When I can use SSE3 or AVX, are then older SSE versions as SSE2 or MMX available -
or do I still need to check for them separately?
See Chuck's answer for good advice on what you should do. See this answer for a literal answer to the question asked, in case you're curious.
AVX support absolutely guarantees support for all Intel SSE* instruction sets, since it includes VEX-encoded versions of all of them. As Chuck points out, you can check for previous ones at the same time with a bitmask, without bloating your code, but don't sweat it.
Note that POPCNT, TZCNT, and stuff like that are not part of SSE-anything. POPCNT has its own feature bit. LZCNT has its own feature bit, too, since AMD introduced it separately from BMI1. TZCNT is just part of BMI1, though. Since some BMI1 instructions use VEX encodings, even latest-generation Pentium/Celeron CPUs (like Skylake Pentium) don't have BMI1. :( I think Intel just wanted to omit AVX/AVX2, probably so they could sell CPUs with faulty upper-lanes of execution units as Pentiums, and they do this by disabling VEX support in the decoders.
Intel SSE support has been incremental in all CPUs released so far. SSE4.1 implies SSSE3, SSE3, SSE2, and SSE. And SSE4.2 implies all of the preceding. I'm not sure if any official x86 documentation precludes the possibility of a CPU with SSE4.1 support but not SSSE3. (i.e. leave out PSHUFB, which is possibly expensive-to-implement.) It's extremely unlikely in practice, though, since this would violate many people's assumptions. As I said, it might even be officially forbidden, but I didn't check carefully.
AVX does not include AMD SSE4a or AMD XOP. AMD extensions have to be checked-for specially. Also note that the newest AMD CPUs are dropping XOP support. (Intel never adopted it, so most people don't write code to take advantage of it, so for AMD those transistors are mostly wasted. It does have some nice stuff, like a 2-source byte permute, allowing a byte LUT twice as wide as PSHUFB, without the in-lane limitation of AVX2's VPSHUFB ymm).
SSE2 is baseline for the x86-64 architecture. You do not have to check for SSE or SSE2 support in 64-bit builds. I forget if MMX is baseline, too. Almost certainly.

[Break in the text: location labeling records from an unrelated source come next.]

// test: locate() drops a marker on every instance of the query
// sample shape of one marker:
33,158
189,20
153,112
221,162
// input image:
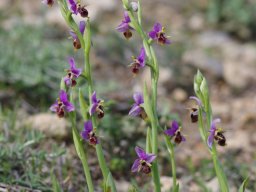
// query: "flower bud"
134,6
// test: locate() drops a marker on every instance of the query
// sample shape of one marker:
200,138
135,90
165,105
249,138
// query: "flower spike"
88,134
216,134
143,162
137,110
48,2
97,106
76,41
194,110
174,131
72,73
158,34
139,62
124,27
62,105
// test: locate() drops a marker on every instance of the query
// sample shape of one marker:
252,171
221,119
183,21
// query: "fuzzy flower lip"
158,34
174,131
88,134
48,2
125,24
136,109
76,42
73,7
76,8
198,101
62,104
96,106
124,27
212,131
194,110
143,162
72,73
139,62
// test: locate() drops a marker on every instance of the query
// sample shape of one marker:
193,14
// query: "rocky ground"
228,64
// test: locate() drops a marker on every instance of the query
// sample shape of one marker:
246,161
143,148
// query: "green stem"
219,171
173,164
83,158
99,150
154,80
80,149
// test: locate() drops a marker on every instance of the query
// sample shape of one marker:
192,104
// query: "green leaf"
83,106
55,184
243,185
147,104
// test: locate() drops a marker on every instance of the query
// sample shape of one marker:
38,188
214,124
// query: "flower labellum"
48,2
143,162
194,110
76,8
216,134
138,62
134,6
158,34
96,106
88,134
124,27
76,41
137,110
174,131
62,105
72,73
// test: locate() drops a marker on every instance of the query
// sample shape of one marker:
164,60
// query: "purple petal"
73,34
72,63
175,125
76,71
167,41
67,81
82,26
213,124
85,134
135,166
183,138
141,153
171,131
210,139
199,103
150,158
94,97
63,96
142,57
54,106
93,108
138,98
73,6
126,17
157,27
152,34
69,106
123,27
135,110
88,126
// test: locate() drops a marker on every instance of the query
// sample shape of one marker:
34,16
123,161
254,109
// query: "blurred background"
218,37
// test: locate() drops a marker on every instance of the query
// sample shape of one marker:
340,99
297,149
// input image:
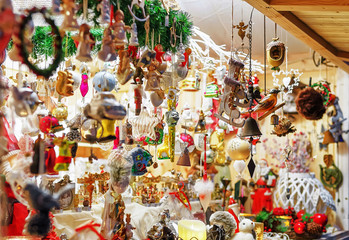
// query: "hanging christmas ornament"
184,159
38,164
283,127
104,106
141,160
153,77
49,124
104,8
232,96
104,81
119,29
24,101
290,80
65,153
124,72
107,52
204,189
144,124
64,85
57,44
60,112
157,97
138,96
70,22
159,132
172,117
15,53
120,166
239,166
238,149
84,70
7,22
163,152
139,4
310,104
86,40
276,53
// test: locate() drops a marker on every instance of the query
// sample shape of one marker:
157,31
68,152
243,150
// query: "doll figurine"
129,227
65,154
70,22
64,85
85,42
107,52
153,78
124,72
15,53
133,38
133,44
120,29
108,132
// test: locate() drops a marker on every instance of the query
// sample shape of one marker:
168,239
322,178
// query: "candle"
191,229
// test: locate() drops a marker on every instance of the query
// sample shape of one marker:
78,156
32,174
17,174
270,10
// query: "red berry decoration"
300,214
299,228
320,219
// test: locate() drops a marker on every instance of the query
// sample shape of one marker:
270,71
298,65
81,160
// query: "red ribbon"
177,195
91,226
111,14
205,160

The SSE instruction set includes some instructions that operate on MMX registers. (e.g. PMAXSW mm1, mm2/m64 was new with SSE. The XMM version is part of SSE2.) Even a 32-bit CPU supporting SSE needs to have MMX registers. It would be madness to have MMX registers but only support the SSE instructions that use them, not the original MMX instructions (e.g. movq mm0, [mem]). However, I haven't found anything definitive that rules out the possibility of an x86-based Deathstation 9000 with SSE but not MMX CPUID feature bits, but I didn't wade into Intel's official x86 manuals. (See the x86 tag wiki for links).

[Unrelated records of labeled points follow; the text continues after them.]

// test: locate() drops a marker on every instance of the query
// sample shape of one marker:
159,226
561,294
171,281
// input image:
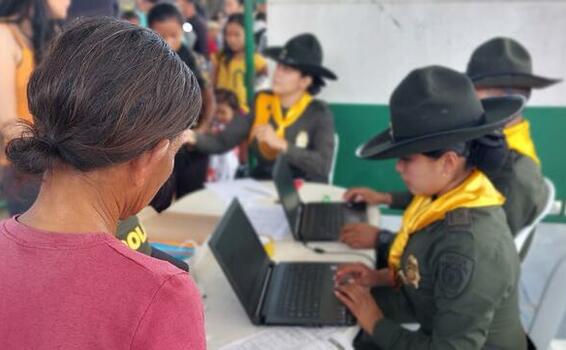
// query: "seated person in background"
503,67
287,119
104,138
224,166
229,66
453,267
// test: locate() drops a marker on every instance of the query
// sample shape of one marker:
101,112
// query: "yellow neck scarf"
269,106
475,191
519,139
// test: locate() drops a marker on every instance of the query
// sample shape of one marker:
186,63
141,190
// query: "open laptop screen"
241,256
288,195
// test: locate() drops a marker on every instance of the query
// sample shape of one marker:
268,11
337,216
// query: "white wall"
372,45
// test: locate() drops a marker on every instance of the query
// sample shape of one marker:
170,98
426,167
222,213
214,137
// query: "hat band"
481,120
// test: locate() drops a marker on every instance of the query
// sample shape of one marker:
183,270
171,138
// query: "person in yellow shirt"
230,63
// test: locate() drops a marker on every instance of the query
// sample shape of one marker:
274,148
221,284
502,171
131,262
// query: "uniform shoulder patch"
459,217
455,273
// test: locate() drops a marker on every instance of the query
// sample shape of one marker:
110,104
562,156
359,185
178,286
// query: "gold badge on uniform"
411,275
302,140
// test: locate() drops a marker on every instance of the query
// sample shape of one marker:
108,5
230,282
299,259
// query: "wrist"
284,146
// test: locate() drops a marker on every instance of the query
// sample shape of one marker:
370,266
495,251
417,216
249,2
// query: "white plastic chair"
522,236
334,158
551,308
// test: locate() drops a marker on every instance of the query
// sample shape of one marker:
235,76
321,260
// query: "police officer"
452,267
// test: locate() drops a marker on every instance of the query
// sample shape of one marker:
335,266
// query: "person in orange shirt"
26,27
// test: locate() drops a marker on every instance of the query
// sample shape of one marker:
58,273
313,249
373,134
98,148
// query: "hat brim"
498,111
516,80
311,69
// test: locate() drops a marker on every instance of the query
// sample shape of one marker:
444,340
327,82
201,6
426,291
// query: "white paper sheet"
246,190
267,218
295,338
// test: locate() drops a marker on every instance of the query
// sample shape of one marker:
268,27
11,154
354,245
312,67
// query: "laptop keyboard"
324,220
302,296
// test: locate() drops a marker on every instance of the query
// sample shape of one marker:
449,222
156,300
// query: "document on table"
246,190
258,201
295,338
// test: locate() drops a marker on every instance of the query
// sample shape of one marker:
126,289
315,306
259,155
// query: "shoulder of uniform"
320,108
460,218
266,92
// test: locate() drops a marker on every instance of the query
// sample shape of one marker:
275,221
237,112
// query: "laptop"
318,221
292,294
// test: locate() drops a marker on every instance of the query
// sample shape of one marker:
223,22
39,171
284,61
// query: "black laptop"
318,221
293,294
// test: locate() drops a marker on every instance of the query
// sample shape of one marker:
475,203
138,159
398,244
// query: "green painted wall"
356,123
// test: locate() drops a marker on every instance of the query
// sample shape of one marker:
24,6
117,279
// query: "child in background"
230,64
213,37
190,171
131,16
223,167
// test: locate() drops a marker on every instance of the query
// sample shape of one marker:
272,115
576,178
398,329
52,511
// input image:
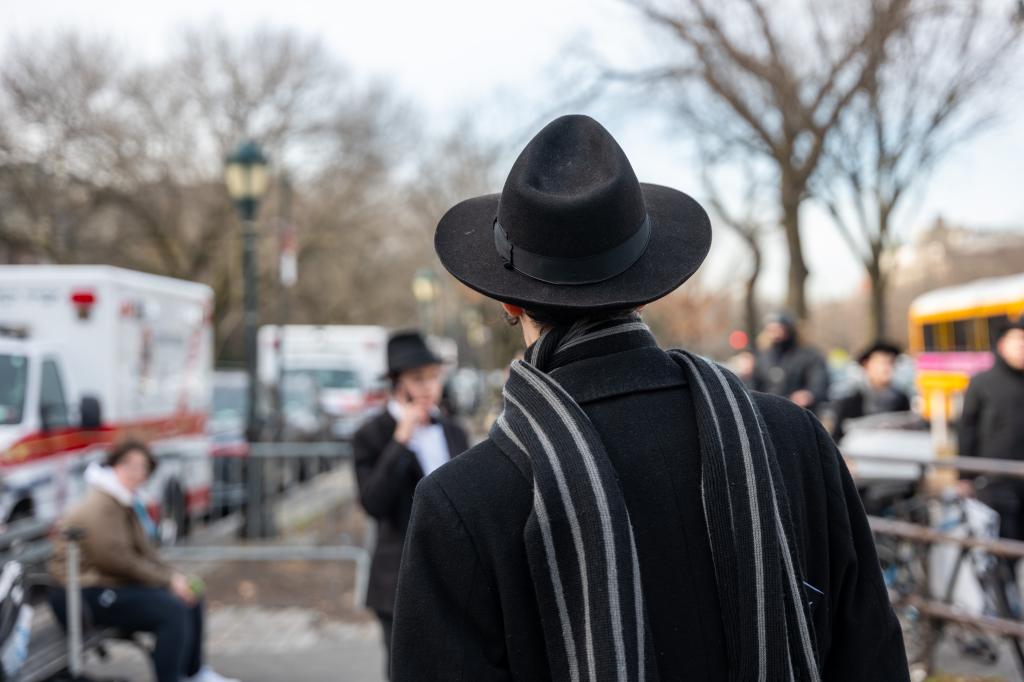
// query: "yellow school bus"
951,334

Don't use MMX anyway, it's generally slower even if you only have 64 bits at a time to work on, in the low half of an XMM register. The latest CPUs (like Intel Skylake) have lower throughput for the MMX versions of some instructions than for the XMM version. In some cases, even worse latency. For example, according to Agner Fog's testing, PACKSSWB mm0, mm1
is 3 uops, with 2c latency, on Skylake. The 128b and 256b XMM / YMM versions are 1 uop, with 1c latency.